THE Valencian government has pledged to house an unlimited number of underage migrants who have arrived in Ceuta (Moroccan border with Spain) this week.
A diplomatic clash between Spain and Morocco led to a surge of more than 8,000 people swimming or boating into El Tarajal beach in the Spanish enclave of Ceuta at the beginning of the week, until the Moroccan border controls were tightened up again and many of the new arrivals were returned to the North African country.
Media reports showed mainly young men being helped by Red Cross volunteers as they landed, shattered and desperate, on the shore.

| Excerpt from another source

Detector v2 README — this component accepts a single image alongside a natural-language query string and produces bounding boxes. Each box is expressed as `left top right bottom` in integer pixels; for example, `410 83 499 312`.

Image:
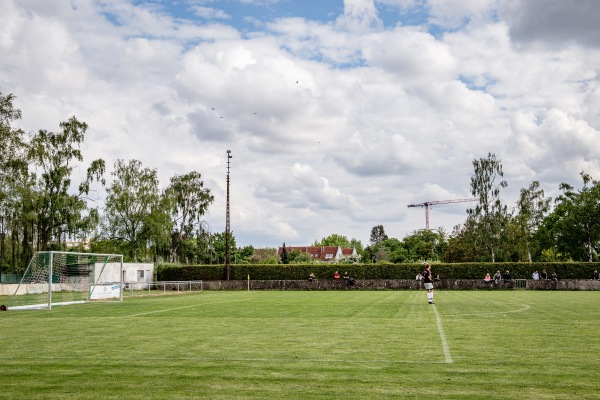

Iconic images included Guardia Civil officers rescuing babies from the water and one Red Cross worker hugging a man who broke into tears upon landing ashore – a shot that was widely shared and commented on social media.
As the central government struggled to find a solution to the crisis, the Valencia regional executive stepped up to the challenge and offered to take in as many underage and unaccompanied young men and women as necessary.
After taking part in an emergency crisis meeting with all the Spanish regions, Generalitat vice-president Monica Oltra this morning (Thursday May 20) announced that Valencia will ‘lend a hand’ wherever necessary without ‘arguing over numbers’.
Oltra underlined the regional government’s solidarity with Ceuta and with all the other Spanish autonomous communities that frequently receive people ‘escaping from the horror’, such as the Canary Islands and Andalucia.
In her speech, the Valencian vice-president urged the central government to abide by the United Nations human rights’ charters with regards to children to prevent their on-the-spot repatriation – known in Spanish as devoluciones en caliente.
Oltra added that the Spanish executive is working on a programme to allocate numbers of newly arrived minors to each region according to a series of criteria, including total population figures, economic situation and availability of infrastructure.
She also called for the national Foreigners’ Law to be reformed to enable underage boys and girls taken into State care to acquire Spanish nationality, as is the case with international adoptions.